Four out of the five baits were opened up pretty good. Looks like they were eating the bait but just browsing around. We sweetned em up with caramel and licorice and gummy bears. The baits looked good tho. Good luck everyone. We r baiting in the Up on the west end.


----------



## Big Skip

Get em kenny! Tell gus the fish is looks amazing!


----------



## lennyluv

I stopped by there earlier and let him know.glad u like it buddy. Now we r just drinking off our pain at the local watering hole. Lol. We'll shoot bears. The baits looked good. Keep in touch buddy.


----------



## lennyluv

Big Skip said:


> Get em kenny! Tell gus the fish is looks amazing!



Here's a pic of the big one


----------



## Wurm Slinger

Hisoutdoorsman said:


> 13 years waiting for a Baldwin DIY hunt. Bought a crate of the sticky bait the weekend before baiting began. All 3 baits were not touched until i seperated the sticky bait out and began using other baits. I have video of a boar walking up to the sticky bait pile, smelling it and leaving after eating my other bait.* Now what to do with 1500 pounds of the sticky bait fermenting in my pole barn?*



Maybe a pig farmer?


----------



## TVCJohn

lennyluv said:


> Four out of the five baits were opened up pretty good. Looks like they were eating the bait but just browsing around. We sweetned em up with caramel and licorice and gummy bears. The baits looked good tho. Good luck everyone. We r baiting in the Up on the west end.


Would you say this sticky cherry stuff works?


----------



## lennyluv

TVCJohn said:


> Would you say this sticky cherry stuff works?



Yeah it's working. It's not the best stuff in the world tho. We checked the trail cams and there were several different bears coming in and sticking around and eating. We sweetened all our baits up with licorice and carmal and gummie bears this weekend. We were a little worried about the reports and we r driving quite a was so we just wanted to be sure. But the bait is working just not the best we've ever had.


----------



## TVCJohn

lennyluv said:


> Yeah it's working. It's not the best stuff in the world tho. We checked the trail cams and there were several different bears coming in and sticking around and eating. We sweetened all our baits up with licorice and carmal and gummie bears this weekend. We were a little worried about the reports and we r driving quite a was so we just wanted to be sure. But the bait is working just not the best we've ever had.

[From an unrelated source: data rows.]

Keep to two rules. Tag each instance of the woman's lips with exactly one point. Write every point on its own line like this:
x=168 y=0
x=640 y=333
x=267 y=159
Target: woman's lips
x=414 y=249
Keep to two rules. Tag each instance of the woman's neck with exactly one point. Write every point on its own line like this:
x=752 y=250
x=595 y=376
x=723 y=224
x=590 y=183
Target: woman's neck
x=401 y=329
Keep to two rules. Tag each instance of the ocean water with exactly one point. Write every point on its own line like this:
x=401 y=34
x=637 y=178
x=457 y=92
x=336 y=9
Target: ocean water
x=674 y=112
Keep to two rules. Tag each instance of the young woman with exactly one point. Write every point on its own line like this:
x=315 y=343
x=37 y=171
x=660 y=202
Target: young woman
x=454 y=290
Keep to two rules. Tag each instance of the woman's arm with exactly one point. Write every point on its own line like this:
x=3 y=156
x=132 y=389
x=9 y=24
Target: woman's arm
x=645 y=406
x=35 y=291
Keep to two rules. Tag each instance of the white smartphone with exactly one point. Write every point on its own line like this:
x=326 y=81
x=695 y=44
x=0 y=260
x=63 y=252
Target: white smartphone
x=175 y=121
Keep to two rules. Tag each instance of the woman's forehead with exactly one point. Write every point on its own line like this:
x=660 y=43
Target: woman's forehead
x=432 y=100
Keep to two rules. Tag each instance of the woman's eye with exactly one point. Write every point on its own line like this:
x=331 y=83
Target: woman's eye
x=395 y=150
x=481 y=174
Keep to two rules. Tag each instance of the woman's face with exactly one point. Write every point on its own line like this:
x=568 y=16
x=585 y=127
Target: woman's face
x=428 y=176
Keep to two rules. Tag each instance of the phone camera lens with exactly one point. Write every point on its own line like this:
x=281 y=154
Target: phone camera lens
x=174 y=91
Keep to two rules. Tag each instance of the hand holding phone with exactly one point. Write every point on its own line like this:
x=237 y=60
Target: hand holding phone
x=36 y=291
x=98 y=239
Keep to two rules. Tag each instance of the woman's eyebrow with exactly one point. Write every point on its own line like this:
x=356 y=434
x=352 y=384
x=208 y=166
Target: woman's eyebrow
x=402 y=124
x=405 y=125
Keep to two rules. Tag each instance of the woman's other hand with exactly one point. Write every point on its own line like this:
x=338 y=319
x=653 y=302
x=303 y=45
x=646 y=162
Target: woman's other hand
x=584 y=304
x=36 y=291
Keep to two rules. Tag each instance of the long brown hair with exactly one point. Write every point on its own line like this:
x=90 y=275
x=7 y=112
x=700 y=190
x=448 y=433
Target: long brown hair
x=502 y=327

That's good info for folks to know for next year. Based on all the reports so far, I would not buy that stuff.


----------



## adamsto

We ended up dumping out the sticky corn screenings this weekend. My baits went cold using it. We rebaited with sweets and conducted a bacon grease burn. We flung the grease as high as we could in the trees and on the barrels, baits and logs. If I had some eggs with me I would have sat down and had breakfast. Love the smell of bacon!!


----------